La voce era di «Mimmo». È questo l’indizio più importante che il piccolo Nikolay ha offerto agli inquirenti, per indentificare uno dei killer, che il 21 luglio scorso, ha ucciso nelle campagne di Seminara Fabio Giuseppe Gioffrè, figlio di uno dei pezzi da novanta della cosca Gioffrè degli “’ndoli”, Vincenzo Giuseppe detto “Siberia”, E Mimmo, identificato in Domenico Fioramonte, i carabinieri del Gruppo Gioia Tauro sono andati a trovarlo a casa, portandogli in regalo un mandato di arresto e un’accusa di omicidio aggravato dalle modalità mafiose.

 


Secondo la Procura Antimafia, Fioramonte avrebbe ucciso Gioffrè perché tentata di estorcergli denaro insieme agli altri due indagati finiti nell’inchiesta: Saverio Santaiti e Giuseppe Laganà Comandè.

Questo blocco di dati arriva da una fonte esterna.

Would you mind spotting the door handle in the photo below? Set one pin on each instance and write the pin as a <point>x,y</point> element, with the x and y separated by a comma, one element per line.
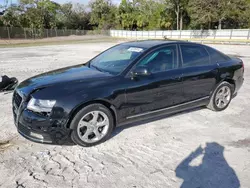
<point>176,78</point>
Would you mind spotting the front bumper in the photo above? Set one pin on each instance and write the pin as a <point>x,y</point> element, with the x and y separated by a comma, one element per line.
<point>39,128</point>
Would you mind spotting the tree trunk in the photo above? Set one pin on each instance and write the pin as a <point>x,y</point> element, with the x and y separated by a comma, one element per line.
<point>181,21</point>
<point>177,16</point>
<point>219,27</point>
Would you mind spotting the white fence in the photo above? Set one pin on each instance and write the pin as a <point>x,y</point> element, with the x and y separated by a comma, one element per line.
<point>227,34</point>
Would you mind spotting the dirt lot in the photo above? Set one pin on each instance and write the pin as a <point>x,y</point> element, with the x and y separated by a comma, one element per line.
<point>150,154</point>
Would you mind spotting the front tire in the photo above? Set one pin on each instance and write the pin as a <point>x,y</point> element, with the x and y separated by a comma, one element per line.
<point>221,97</point>
<point>92,125</point>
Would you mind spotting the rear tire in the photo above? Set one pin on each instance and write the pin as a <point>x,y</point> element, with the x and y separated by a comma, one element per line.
<point>92,125</point>
<point>221,97</point>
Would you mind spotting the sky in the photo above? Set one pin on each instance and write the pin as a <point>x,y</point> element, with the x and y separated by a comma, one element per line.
<point>2,2</point>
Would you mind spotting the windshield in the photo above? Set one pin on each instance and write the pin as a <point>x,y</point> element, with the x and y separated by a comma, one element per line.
<point>116,59</point>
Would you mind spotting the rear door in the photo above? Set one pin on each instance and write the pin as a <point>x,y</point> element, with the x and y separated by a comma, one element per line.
<point>159,90</point>
<point>199,73</point>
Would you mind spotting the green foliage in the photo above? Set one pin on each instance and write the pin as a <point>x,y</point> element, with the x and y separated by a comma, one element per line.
<point>129,14</point>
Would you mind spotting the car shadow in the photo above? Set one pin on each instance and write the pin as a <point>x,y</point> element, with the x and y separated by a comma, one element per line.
<point>119,129</point>
<point>214,171</point>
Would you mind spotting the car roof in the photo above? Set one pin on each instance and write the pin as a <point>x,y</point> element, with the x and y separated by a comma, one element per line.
<point>152,43</point>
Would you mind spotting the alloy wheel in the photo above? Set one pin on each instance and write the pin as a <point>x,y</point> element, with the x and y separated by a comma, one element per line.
<point>223,97</point>
<point>93,126</point>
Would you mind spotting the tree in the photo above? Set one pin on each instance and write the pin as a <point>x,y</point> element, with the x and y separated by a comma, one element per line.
<point>103,14</point>
<point>179,7</point>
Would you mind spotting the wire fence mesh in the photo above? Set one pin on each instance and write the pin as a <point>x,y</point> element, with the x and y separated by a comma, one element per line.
<point>32,33</point>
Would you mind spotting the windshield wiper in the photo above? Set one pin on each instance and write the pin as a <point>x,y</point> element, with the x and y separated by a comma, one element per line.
<point>97,68</point>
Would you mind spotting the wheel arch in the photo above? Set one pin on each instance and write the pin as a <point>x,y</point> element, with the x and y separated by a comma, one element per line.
<point>98,101</point>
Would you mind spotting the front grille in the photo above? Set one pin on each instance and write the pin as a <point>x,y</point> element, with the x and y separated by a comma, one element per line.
<point>17,99</point>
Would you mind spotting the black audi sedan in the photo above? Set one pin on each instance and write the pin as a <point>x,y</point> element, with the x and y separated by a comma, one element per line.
<point>126,83</point>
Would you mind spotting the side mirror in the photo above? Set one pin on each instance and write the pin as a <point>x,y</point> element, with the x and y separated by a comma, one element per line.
<point>140,71</point>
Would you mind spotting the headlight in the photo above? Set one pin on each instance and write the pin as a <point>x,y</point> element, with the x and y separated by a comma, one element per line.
<point>38,105</point>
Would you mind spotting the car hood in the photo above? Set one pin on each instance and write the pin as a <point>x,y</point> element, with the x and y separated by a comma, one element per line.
<point>73,74</point>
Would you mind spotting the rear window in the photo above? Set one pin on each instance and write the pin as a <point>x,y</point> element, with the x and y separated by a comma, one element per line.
<point>193,55</point>
<point>216,56</point>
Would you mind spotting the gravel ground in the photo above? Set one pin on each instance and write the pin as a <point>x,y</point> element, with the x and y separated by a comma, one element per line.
<point>187,149</point>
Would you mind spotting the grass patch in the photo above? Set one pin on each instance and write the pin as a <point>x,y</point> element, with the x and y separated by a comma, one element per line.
<point>30,43</point>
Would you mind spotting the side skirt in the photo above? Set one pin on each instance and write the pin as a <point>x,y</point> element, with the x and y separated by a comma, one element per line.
<point>173,109</point>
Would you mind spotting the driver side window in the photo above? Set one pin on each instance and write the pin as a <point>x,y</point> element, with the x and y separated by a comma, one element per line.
<point>160,60</point>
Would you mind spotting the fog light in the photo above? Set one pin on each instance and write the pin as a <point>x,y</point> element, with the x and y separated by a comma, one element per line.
<point>39,136</point>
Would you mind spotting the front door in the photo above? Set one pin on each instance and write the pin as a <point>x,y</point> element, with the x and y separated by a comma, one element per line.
<point>160,89</point>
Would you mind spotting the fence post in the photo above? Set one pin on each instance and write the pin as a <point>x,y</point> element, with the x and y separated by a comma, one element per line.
<point>24,33</point>
<point>231,33</point>
<point>248,34</point>
<point>8,29</point>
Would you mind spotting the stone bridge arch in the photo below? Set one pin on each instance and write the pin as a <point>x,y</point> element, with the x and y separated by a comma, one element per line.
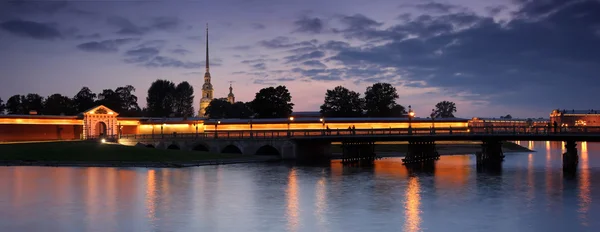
<point>267,150</point>
<point>232,148</point>
<point>200,146</point>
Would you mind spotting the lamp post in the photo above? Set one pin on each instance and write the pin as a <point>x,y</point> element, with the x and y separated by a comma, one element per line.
<point>251,117</point>
<point>411,114</point>
<point>216,132</point>
<point>161,130</point>
<point>289,121</point>
<point>432,119</point>
<point>322,120</point>
<point>196,124</point>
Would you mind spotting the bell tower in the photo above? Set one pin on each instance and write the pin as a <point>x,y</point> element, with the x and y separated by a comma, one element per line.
<point>207,89</point>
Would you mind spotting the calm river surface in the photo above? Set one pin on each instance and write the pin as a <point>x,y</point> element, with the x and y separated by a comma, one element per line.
<point>531,194</point>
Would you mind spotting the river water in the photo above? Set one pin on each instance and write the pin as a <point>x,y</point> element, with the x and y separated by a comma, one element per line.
<point>530,194</point>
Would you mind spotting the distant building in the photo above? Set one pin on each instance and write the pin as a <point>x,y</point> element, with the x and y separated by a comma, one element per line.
<point>306,114</point>
<point>570,118</point>
<point>207,88</point>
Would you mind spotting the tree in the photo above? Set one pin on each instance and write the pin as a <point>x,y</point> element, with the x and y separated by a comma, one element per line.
<point>445,109</point>
<point>57,104</point>
<point>110,99</point>
<point>1,106</point>
<point>84,100</point>
<point>380,98</point>
<point>14,105</point>
<point>218,108</point>
<point>33,102</point>
<point>341,102</point>
<point>128,101</point>
<point>184,100</point>
<point>160,98</point>
<point>240,110</point>
<point>273,102</point>
<point>398,111</point>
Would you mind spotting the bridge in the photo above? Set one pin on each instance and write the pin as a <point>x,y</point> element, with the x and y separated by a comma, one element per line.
<point>358,145</point>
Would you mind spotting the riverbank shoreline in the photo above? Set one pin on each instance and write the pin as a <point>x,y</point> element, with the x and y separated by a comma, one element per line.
<point>90,154</point>
<point>121,164</point>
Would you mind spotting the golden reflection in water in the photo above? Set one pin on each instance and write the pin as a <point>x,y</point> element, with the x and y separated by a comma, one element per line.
<point>548,174</point>
<point>292,201</point>
<point>151,194</point>
<point>585,199</point>
<point>321,202</point>
<point>530,145</point>
<point>92,195</point>
<point>530,179</point>
<point>390,167</point>
<point>412,202</point>
<point>452,172</point>
<point>19,182</point>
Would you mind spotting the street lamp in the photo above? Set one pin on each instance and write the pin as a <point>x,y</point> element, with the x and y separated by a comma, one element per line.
<point>291,119</point>
<point>411,114</point>
<point>322,120</point>
<point>251,117</point>
<point>216,132</point>
<point>432,119</point>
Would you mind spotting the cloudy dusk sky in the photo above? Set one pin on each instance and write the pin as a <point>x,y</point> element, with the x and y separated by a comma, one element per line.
<point>492,58</point>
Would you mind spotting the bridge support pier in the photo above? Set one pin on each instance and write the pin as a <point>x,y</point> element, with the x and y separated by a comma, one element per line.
<point>421,152</point>
<point>358,153</point>
<point>570,158</point>
<point>491,154</point>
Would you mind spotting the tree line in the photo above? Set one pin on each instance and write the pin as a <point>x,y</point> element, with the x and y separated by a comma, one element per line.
<point>276,102</point>
<point>121,100</point>
<point>165,99</point>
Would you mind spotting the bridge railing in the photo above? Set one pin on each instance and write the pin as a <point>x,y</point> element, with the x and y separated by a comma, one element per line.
<point>271,134</point>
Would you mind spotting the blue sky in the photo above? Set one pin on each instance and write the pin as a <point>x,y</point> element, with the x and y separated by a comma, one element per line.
<point>492,58</point>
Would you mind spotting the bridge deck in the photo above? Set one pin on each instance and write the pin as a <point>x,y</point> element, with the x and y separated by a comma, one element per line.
<point>591,134</point>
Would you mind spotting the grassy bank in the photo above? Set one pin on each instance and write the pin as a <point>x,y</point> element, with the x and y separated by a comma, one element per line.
<point>93,152</point>
<point>443,148</point>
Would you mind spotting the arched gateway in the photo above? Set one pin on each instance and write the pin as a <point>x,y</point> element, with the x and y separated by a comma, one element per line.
<point>100,121</point>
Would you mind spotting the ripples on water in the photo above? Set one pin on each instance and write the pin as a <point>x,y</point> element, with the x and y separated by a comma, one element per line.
<point>530,194</point>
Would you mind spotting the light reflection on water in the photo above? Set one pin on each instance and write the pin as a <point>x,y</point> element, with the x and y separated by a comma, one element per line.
<point>530,194</point>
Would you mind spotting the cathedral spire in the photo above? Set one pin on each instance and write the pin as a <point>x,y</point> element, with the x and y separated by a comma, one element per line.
<point>207,67</point>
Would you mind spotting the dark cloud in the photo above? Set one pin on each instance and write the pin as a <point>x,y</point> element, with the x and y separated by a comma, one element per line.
<point>141,54</point>
<point>105,45</point>
<point>285,42</point>
<point>495,10</point>
<point>89,36</point>
<point>168,62</point>
<point>165,23</point>
<point>517,63</point>
<point>436,7</point>
<point>181,51</point>
<point>314,64</point>
<point>259,66</point>
<point>126,27</point>
<point>31,29</point>
<point>32,7</point>
<point>359,26</point>
<point>309,25</point>
<point>258,26</point>
<point>241,47</point>
<point>302,57</point>
<point>260,60</point>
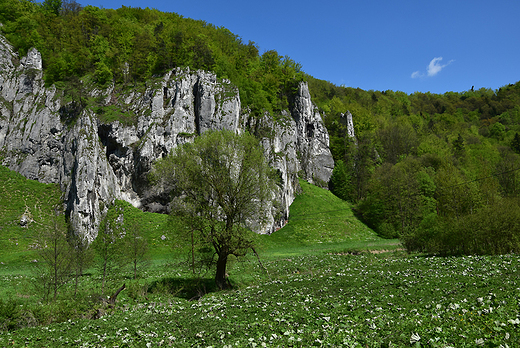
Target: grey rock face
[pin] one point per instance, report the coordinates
(95, 161)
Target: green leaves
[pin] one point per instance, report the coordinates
(221, 183)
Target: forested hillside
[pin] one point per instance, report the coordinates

Non ha mai avuto paura, Nikolay, neanche con un pallettone di lupara nell’addome e due famiglie che facevano pressione per non farlo parlare con gli inquirenti. I particolari emergono dalla lettura dell’ordinanza di custodia cautelare emessa dal gip distrettuale su richiesta della Procura antimafia di Reggio Calabria.

 

Un ruolo fondamentale, quindi, quello del ragazzino di 10 anni di origine bulgara, ferito dai due killer e ora sotto protezione insieme alla sua famiglia. La stessa famiglia che, con quella della vittima, avrebbero tentato in tutti modi di non raccontare quanto sapeva agli inquirenti. La sua versione non è mai cambiata, né quella offerta ai magistrati reggini, né quando nelle intercettazioni ne parlava con i suoi familiari. Quella versione Nikolay la racconterà, nei giorni successivi all’omicidio, parlando di quei due uomini con il passamontagna, del modo in cui erano vestiti e soprattutto di quella voce, che aveva già sentito il giorno prima, quando Gioffrè aveva litigato con Domenico Fioramonte nel frantoio della sua famiglia. Lui quell’uomo lo aveva conosciuto, lo aveva visto e sentito parlare e lo ha identificato in una foto. Senza nessun tentennamento, senza nessuna paura.